Although RCT-derived data is perhaps superior, they added, there are hurdles to overcome in obtaining such data.

“However, sharing of RCT data sets that include experimental treatment groups has been slow to occur despite forceful encouragement because of the frequent proprietary and competitive concerns of trial sponsors,” they added.

“To better meet the needs of patient and clinician decision-makers, continued efforts to require and encourage prompt sharing of full trial data by sponsors are warranted. As our methods improve and our experience with predicting treatment response increases, we may reach a point at which we ask whether real-world EHR data may also have advantages for this purpose. How exciting it would be to study the predictors of treatment response in nearly real time,” concluded Selby and Fireman.

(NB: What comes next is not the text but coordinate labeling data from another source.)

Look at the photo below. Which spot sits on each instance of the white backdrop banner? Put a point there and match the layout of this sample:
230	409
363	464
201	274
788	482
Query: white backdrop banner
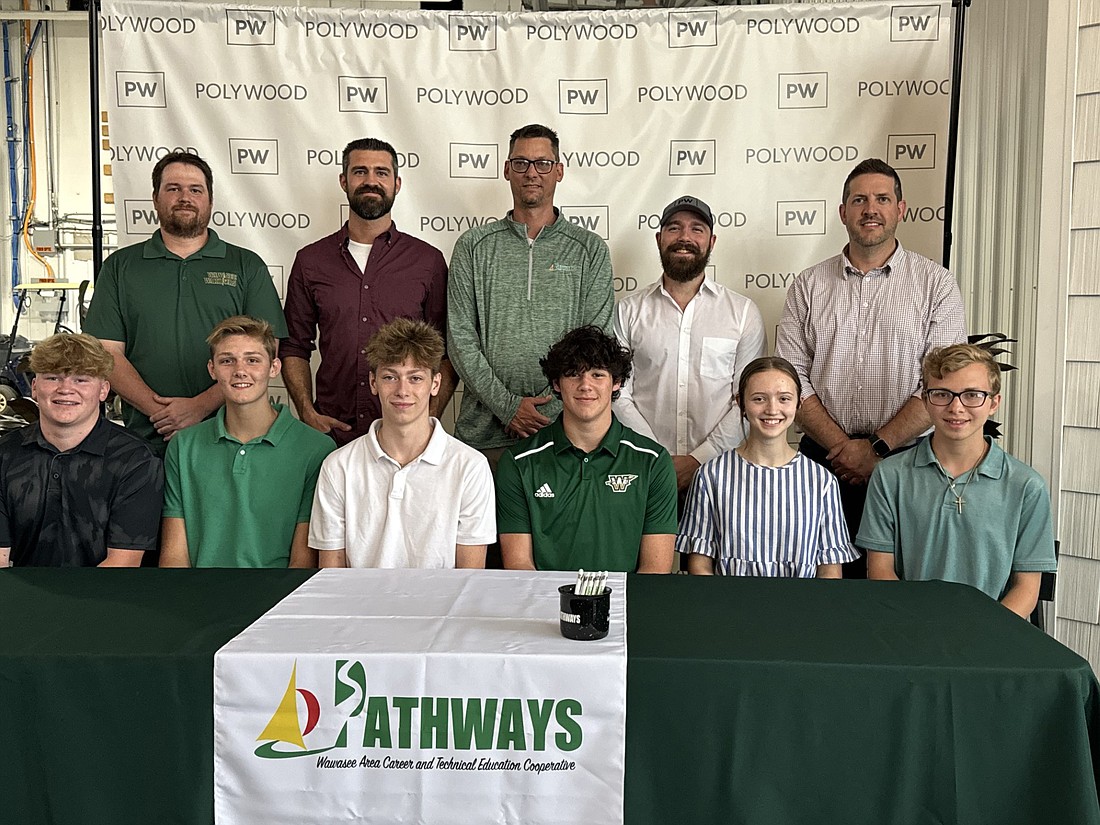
421	697
760	110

Limitations of this study include the differences between real-world and RCT settings in seeking care, and a lack of data regarding treatment with intermittent hormone therapy and the dates of prescribed medications.

  1. In this study in patients with metastatic castration-resistant prostate cancer (CRPC), predictions from models trained on data from RCTs could not be generalized to the real-world setting with data from electronic health records (EHRs).

  2. Prognostic models derived from RCT data provide insights into mortality in patients with metastatic castration-resistant prostate cancer, but their direct application to real-world data requires local optimization.

E.C. Meszaros, Contributing Writer, BreakingMED™

This study was supported by the National Cancer Institute of the National Institutes of Health.

Coquet, Selby, and Fireman reported no disclosures.